The Canadian Writers' Collective

Writing, and writerly tangents

Monday, March 23, 2009


is not a word!

I know, the English language is ever-evolving. And what's acceptable, such as starting a sentence with 'and', has shifted over the years. Still, there remain a few colloquialisms that drive me batty when I hear or see them.

'Anyways', for example, does my head in when I hear it used in casual conversation.

Of course, I'm well aware of my own poor speech habits. Worse than that, many manage to show up in my writing, too. What surprises me, though, is how often I find common grammatical no-no's in contemporary novels.

In a recent review for a well-known Canadian novel (Okay, I'm going to mention it by name: The Cellist of Sarajevo), the writer expressed frustration at the number of sentences in the novel ending in a preposition, and surprise that kind of writing came from someone who's also a writing teacher.

As I'm reading the book now, I'm on the lookout for these poorly placed preps. Not only is this 'game' distracting me from the story, it's making me wonder whether the usage blunder is the result of bad writing, or lazy editors. Or maybe it's just a by-product of an increasingly colloquial language.

Whatever the reason, I'm finding myself worrying about my speech habits and how they're affecting my writing.

At least one thing is for certain, 'anyways' will never find its way into one of my stories.


Blogger Andrew Tibbetts said...

The one I hate is when people use "myself" instead of "me": "Bring that file back Monday and give it to myself or Janet." I think people think it sounds classier.

Thu Mar 26, 04:04:00 pm GMT-4  
Anonymous Shaula said...

There's a linguistic term for "making a mistake by trying to sound classier," but I can't think of what it is.
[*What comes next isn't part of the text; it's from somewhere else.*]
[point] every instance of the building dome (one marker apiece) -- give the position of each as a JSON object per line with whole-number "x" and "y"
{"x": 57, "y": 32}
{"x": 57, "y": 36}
Pronouncing V-A-S-E incorrectly as "vahz," instead of correctly as "vayz" is another example of the same mistake.

"Irregardless" bothers me.

Sun Mar 29, 07:30:00 pm GMT-4  
Blogger T. Lee said...

Thanks for posting, you two!

"Irregardless," yes! Bugs me, too.

But as someone who says 'vase' in a manner that would annoy you, I had to look it up. I found a source in Wikip. but then found a better one, PBS: "The pronunciations VAHZ and VAWZ, noted by Walker above, are British. The former is the prevailing pronunciation, but the latter “has still some currency in England,” says OED 2. In an American speaker, say Morris & Morris (1985), VAHZ “is a mark of affectation.” I agree.)"

Mon Mar 30, 02:04:00 am GMT-4  
Blogger T. Lee said...

I should note, the link is from the PBS show, "Do you speak American?"

Apparently, as a Canadian, I continue to mix my British and American words :)

Mon Mar 30, 02:08:00 am GMT-4  
Blogger Tricia Dower said...

Re your question about usage blunders in The Cellist and other books, I think it is an increasing preference for more colloquial language. It may come across to some editors as more "hip." It works for me only if it's in keeping with the way the story's character would think or speak.